I'd never seen a Katharina tunicata (Black Leather aka Katy Chiton) upside down before!
This photo shows three 1/2" animals, possibly isopods. One is striped red and black, one black and white, and the smallest is mostly black. Most were black or slightly striped. Their bodies were curved, not flat like the Rockweed Isopod. There were dozens in a shallow tide pool that was exposed to the sun for a long time, so the water was warm. They darted about, some feeding on a dead cockle, never staying still for long.
Here are Halosaccion glandiforme (Sea Sacs aka Sacks), quite common at Tongue Point.
It looks like this Epiactis prolifera (Proliferating Anemone) has babies of two sizes hanging on.
These Diodora aspera (Rough Keyhole Limpets) were in a typical pose-- falling off the rocks.
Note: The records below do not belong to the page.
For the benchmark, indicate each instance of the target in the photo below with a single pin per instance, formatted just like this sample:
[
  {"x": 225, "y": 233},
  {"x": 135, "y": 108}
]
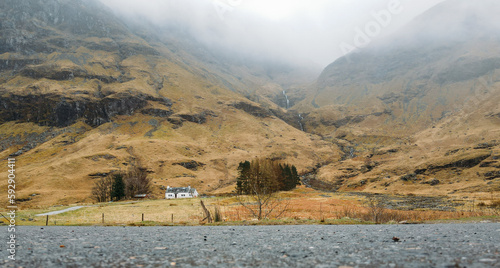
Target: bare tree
[
  {"x": 261, "y": 198},
  {"x": 376, "y": 205}
]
These limpets are abundant at Tongue Point, and we noticed a couple of weeks ago that many were not gripping in their usual way at low tide.
This Corallina officinalis var. chilensis (Pink Feather Coralline) was abundant during the minus tide.
This 4" Arctonoe vittata (Red-banded commensal scaleworm) was not living on a host, but there were many Rough Keyhole Limpets nearby. It's the first one I've ever seen.
It's always exciting to find dozens of Anthopleura xanthogrammica (Green Surf Anemone) at Tongue Point.
I always find some Urticina coriacea (Stubby Rose Anemone) at Salt Creek. This one had eaten a Green Shore Crab, which it then regurgitated, and the crab, covered in slime, survived!
I was very excited to find a 2" Tidepool Snailfish (Liparis florae). It was bright yellow, quite different from the only other snailfish I've ever seen, the Marbled Snailfish.
I saw several Strongylocentrotus purpuratus (Purple Sea Urchins) today, but no Red Sea Urchins. This was a bit over 2" across, hiding under masses of seaweed and kelp.
In June we can find Soranthera ulvoidea (Studded Sea Balloons), one of the amazing seaweeds of the Pacific Northwest.
Here's a Pugettia producta (Northern Kelp Crab), a juvenile, just 2" across, perfectly camouflaged in the kelp.
This is the second time I've found Plumularia setacea (Glassy Plume Hydroid). This time it was dried and attached to a piece of seaweed/kelp. I paced it in the seawater for a photo.
I think this may be a Pholis ornata (Saddleback Gunnel)? (aka Saddled Blenny??) About 4" long and in a tide pool.